Sizler öğretmensiniz. Yani, çocuk ve gençlerin geleceklerini şekillendiren en güçlü paydaşsınız. Okul zamanınızı düşünün. Beden eğitimi öğretmeni olarak sınıflarınıza ayna tutun. Neler görürsünüz? Beden eğitimi dersinde gülen, eğlenen ve coşkuyla öğretim etkinliklerine katılan öğrenciler, disiplinli oldukları için derse düzenli katılan öğrenciler veya “bitse de gitsek” dercesine davranan öğrenciler… Favoriniz hangi grup? “Birinci grup” der gibisiniz ama yok öyle grup. Çünkü siz sınıftaki herkesin öğretmenisiniz. Neden mi? Nedeni basit! Beden eğitimi öğretmenleri performans sporcusu yetiştirmezler. Öncelikle, öğrencilerinin düzenli olarak derse katılımlarını isterler onların yaşam boyu spor ve fiziksel aktivite alışkanlığı oluşturmalarına katkıda bulunurlar. Yetenekli öğrencileri de unutmayarak spor kulüplerine yönlendirirler. Unutmayın! Öğrenme etkin katılımla olur. Yaşantı geçirmek öğrenmenin temelidir. Öğrenmenin ilk adımı algıdır. Öğrenciler sizi ve beden eğitimi dersini nasıl algılar iseler o şekilde öğrenirler. Bu nedenle, öğretim sürecinde öğrencilerin beden eğitimi derslerine istekli katılıp olumlu tutum geliştirmelerini önemseyin.
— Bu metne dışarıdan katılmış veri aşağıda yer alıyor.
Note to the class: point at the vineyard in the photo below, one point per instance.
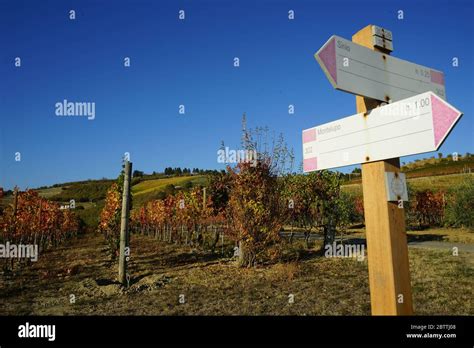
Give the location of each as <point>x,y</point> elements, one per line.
<point>36,221</point>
Karşılığını alacaksınız. Kocaman bir mutluluktur bu karşılık! Çünkü, olumlu tutuma sahi öğrenciler derse daha etkin katılacaklardır. Biraz açalım bu konuyu… Olumlu tutum ve değer verme hakkında konuşalım…
İnsanlar bir nesneye, kişiye, topluluğa, duruma ilişkin olarak olumlu tutum gösterirlerse başarılı olma olasılığı yüksek olur. Beden eğitimi derslerinde öğrettiğiniz bilgi ve becerilerde de durum böyledir. Öğrenciler ders programlarında yer alan her ders gibi beden eğitimi dersine ilişkin olarak da olumlu veya olumsuz tutum geliştirebilirler. Tutumun olumlu olması öğrenciler kadar sizleri motive eder. Ancak, öğrenciler olumlu tutuma sahip olmazlar almaya da açık olmazlar ve yeni öğrenmelere dönük yeterli eğilim göstermez.
Unutmayın! Eğitim-öğretim ortamında, olumlu tutumu sürdürme, olumsuzu olumluya çevirme ve yeni olumlu tutumlar kazandırmanın değişik yolları vardır. Örneğin, öğrencilerin beden eğitimine ilişkin olumlu tutumlarında; ilgi ve gereksinimlere dayanan programlar, öğretmenin öğretmedeki etkililiği, olumlu öğretmen davranışı, olumlu sınıf iklimi, öğrencinin yüksek benlik algısı, aile ve okul yönetiminin desteği, yeterli ve etkin kullanılan fiziki çevre, destekleyici arkadaş davranışları, geliştirici ölçme ve değerlendirme ve düzenli olarak fiziksel aktiviteye katılmak veya spor yapmak etkilidir. Olumsuz tutumun ortaya çıkışında da ise; öğretmen merkezli ders işlemek, öğrencilerin öğretmenlerinin kendileri ile az ilgilendiklerini hissetmeleri, kalabalık sınıflar, sıkılma ve utanma duyuları, gereksiz tekrar ve yüzeysellik, olumsuz sınıf iklimi, olumsuz akran davranışı ve düşük benlik algısı gelmektedir.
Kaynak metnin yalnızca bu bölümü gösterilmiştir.